Am Samsag war hier an der Uni der jährliche berühmt-berüchtigte Tag der offenen Tür. Berühmt deswegen, weil halb Bayern nach München reist, um die spitzeste Speerspitze der weltweiten Forschung “live” zu begutachten. Berüchtigt, weil die armen wissenschftlichen Mitarbeiter um ihren freien Samstag gebracht werden und (noch viel schlimmer!) mit echten Menschen (von draußen) reden müssen.
Mir fiel irgendwann auf, dass es im Grunde genommen genau 6 Typen von Tag-der-offenen-Tür-Besuchern gibt:
- Kinder: Sie gucken was es gibt, drücken auf den Knopf, sehen dass das Licht angeht, freuen sich und gehen wieder. Das sind die besten Besucher!
- Abiturienten: Sie sind wie Kinder, wollen aber zusätzlich eine komplette Studienberatung und das auch noch von mir. Bayern wird daher wahrscheinlich in den nächsten Jahren einen Schwund an Informatik-Studienbeginnern erleben, da ich den Kinderchen von n-dimensionaler Analysis und linearer Algebra erzählt habe. Lustig, wie blass Abiturienten werden können.
- Studenten: Von denen gibt es zwei Subkategorien: Informatiker und Nicht-Informatiker. Die Informatik-Studenten kommen nicht, weil sie wissen was Informatik ist.
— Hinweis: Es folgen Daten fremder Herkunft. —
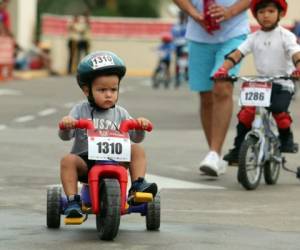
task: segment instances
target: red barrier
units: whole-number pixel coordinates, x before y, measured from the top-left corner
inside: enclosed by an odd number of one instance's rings
[[[67,36],[68,22],[71,17],[45,14],[42,17],[44,35]],[[160,38],[161,34],[170,32],[174,22],[156,18],[100,18],[92,17],[91,33],[94,37],[134,37]],[[290,29],[291,26],[285,26]],[[251,31],[259,29],[251,25]]]
[[[70,17],[43,15],[44,35],[62,36],[68,34]],[[91,18],[91,33],[97,37],[139,37],[159,38],[169,32],[173,22],[154,18]]]
[[[10,37],[0,37],[0,81],[12,78],[14,43]]]

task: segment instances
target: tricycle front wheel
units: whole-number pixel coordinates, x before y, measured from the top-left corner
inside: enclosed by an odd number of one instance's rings
[[[113,240],[120,225],[120,184],[117,179],[102,179],[100,182],[100,213],[96,225],[101,240]]]

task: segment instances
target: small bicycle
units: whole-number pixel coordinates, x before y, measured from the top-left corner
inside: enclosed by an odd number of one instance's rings
[[[78,120],[76,128],[87,129],[89,159],[96,160],[88,174],[88,183],[81,188],[82,211],[85,217],[65,218],[67,225],[79,225],[89,214],[96,215],[100,239],[113,240],[119,230],[120,216],[140,213],[146,217],[147,230],[160,227],[160,195],[136,192],[134,205],[127,203],[127,169],[120,162],[130,162],[128,131],[142,128],[136,120],[122,121],[119,131],[95,130],[92,121]],[[63,129],[63,127],[61,127]],[[152,130],[152,126],[146,128]],[[60,227],[60,217],[67,207],[67,197],[60,186],[47,190],[47,226]]]
[[[179,87],[188,81],[188,48],[185,45],[176,61],[175,87]]]
[[[158,88],[160,85],[163,85],[165,88],[168,88],[170,85],[170,76],[168,74],[168,65],[163,60],[165,58],[166,52],[159,51],[159,62],[158,66],[155,69],[152,75],[152,87]]]
[[[290,80],[290,76],[276,77],[233,77],[232,80],[242,80],[240,104],[256,107],[252,129],[247,133],[239,152],[237,179],[247,190],[254,190],[260,183],[262,172],[265,183],[277,183],[280,167],[285,167],[285,158],[280,151],[279,132],[276,122],[266,107],[270,106],[272,84],[275,80]],[[298,144],[294,145],[294,153]],[[294,172],[299,175],[300,170]],[[298,173],[299,172],[299,173]],[[299,175],[300,176],[300,175]]]

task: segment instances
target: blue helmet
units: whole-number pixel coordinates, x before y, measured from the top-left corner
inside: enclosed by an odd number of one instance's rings
[[[90,85],[101,75],[117,75],[121,80],[126,73],[123,60],[110,51],[96,51],[85,56],[77,67],[77,82],[80,88]]]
Und die Nicht-Informatiker kommen nicht, weil sie Informatik nicht interessiert. Eine alternative Erklärung warum kaum Studenten da waren ist, dass es einfach zu früh war – die lange Nacht der Universitäten wäre das bessere Motto…
- Otto-Normalbürger: Die kommen gern in Begleitung ihrer Kinder und wollen wenigstens noch anstandshalber hören, warum das Licht angeht. Man erzählt ihnen eine Geschichte vom Klapperstorch, sie sind erfreut und gehen. Klasse!
- Menschen mit viel Wissen, also “echte” Informatiker mit “wirklichen” Berufen die “reale” Probleme lösen (oder artverwandtes Volk). Diese drücken erst gar nicht auf den Knopf, sondern wollen nur wissen, warum das Licht angeht und fragen auch noch, was der Vorteil ist das Licht so anzumachen und nicht so oder noch schlimmer: Sie diskutieren, warum man überhaupt Licht braucht. Sehr lästig, …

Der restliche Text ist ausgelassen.